Les certifications sont consultables sur le site France Compétences. Leur coût varie de 200 à 1 200 €, souvent pris en charge par le CPF (à vérifier sur moncompteformation.gouv.fr). Le label « Agri Précision » est exigé par les recruteurs dans 40 % des annonces.

Évolution de carrière

Le métier offre plusieurs trajectoires d’évolution salariale et fonctionnelle.

  • À 3 ans : conducteur confirmé (salaire 26 000 – 28 000 €). Possibilité de devenir chef d’équipe pour une flotte de 3 à 5 machines.
  • À 5 ans : chef de chantier moisson (salaire 32 000 – 35 000 €). Responsable de la planification des récoltes, gestion des saisonniers.
  • À 10 ans : responsable d’exploitation ou directeur technique d’ETA (salaire 38 000 – 50 000 €). Supervision d’une flotte de 20 à 50 engins.
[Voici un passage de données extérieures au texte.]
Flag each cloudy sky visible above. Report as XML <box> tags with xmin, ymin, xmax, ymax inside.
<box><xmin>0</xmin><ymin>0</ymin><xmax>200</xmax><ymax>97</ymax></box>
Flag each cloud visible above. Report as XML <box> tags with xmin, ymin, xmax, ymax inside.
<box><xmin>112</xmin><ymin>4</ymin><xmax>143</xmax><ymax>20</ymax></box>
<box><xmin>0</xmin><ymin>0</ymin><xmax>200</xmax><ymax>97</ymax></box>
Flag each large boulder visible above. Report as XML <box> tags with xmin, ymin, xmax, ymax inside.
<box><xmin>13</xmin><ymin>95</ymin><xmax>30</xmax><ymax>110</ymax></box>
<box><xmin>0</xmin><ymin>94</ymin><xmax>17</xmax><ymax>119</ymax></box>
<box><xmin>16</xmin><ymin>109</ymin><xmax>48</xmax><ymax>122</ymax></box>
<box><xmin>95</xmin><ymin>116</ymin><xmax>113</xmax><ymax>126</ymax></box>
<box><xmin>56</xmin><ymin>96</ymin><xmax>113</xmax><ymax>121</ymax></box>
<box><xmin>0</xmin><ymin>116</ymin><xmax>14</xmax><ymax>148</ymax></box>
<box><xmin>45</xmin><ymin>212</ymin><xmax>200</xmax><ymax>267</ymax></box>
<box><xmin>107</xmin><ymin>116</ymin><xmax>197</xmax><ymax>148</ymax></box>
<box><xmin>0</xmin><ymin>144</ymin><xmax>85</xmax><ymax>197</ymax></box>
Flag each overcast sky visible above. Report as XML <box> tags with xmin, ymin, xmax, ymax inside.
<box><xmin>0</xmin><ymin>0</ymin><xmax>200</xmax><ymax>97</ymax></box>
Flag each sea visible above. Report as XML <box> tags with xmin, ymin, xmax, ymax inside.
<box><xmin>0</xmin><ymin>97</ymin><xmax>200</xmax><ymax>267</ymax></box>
Les évolutions possibles hors conduite sont :

  • Formateur en conduite d’engins dans un CFA ou un centre France Travail.
  • Technicien de maintenance chez Claas, John Deere ou New Holland. Salaire médian 28 000 – 34 000 €.
  • Chef de silo : gestion des stocks de grains, contrôle qualité, logistique. Salaire 30 000 – 40 000 €.
  • Créateur d’ETA : investissement dans 2 à 5 machines, chiffre d’affaires annuel 200 000 – 500 000 €.
  • 2 400 recrues prévues en 2026 selon France Travail.
  • 60 % des conducteurs ont plus de 45 ans (source Msa 2025).
  • Le nombre de postes devrait augmenter de 8 % d’ici 2030 (source DARES Métiers 2030).

Perspectives du métier

Le vieillissement des conducteurs crée un besoin de renouvellement structurel, la mécanisation de précision réduisant le nombre d’heures par hectare tout en augmentant la complexité des tâches. Les moissonneuses autonomes de niveau 4 pourraient représenter une part croissante du parc neuf à l’horizon 2030. Les réglementations environnementales comme le plan Ecophyto 2030 imposent des capteurs de précision pour limiter les pertes, et les biocarburants influencent progressivement les motorisations. La Msa anticipe une pénurie de main-d’oeuvre qualifiée, les coopératives comme Axéréal et Vivescia internalisant la formation de leurs conducteurs.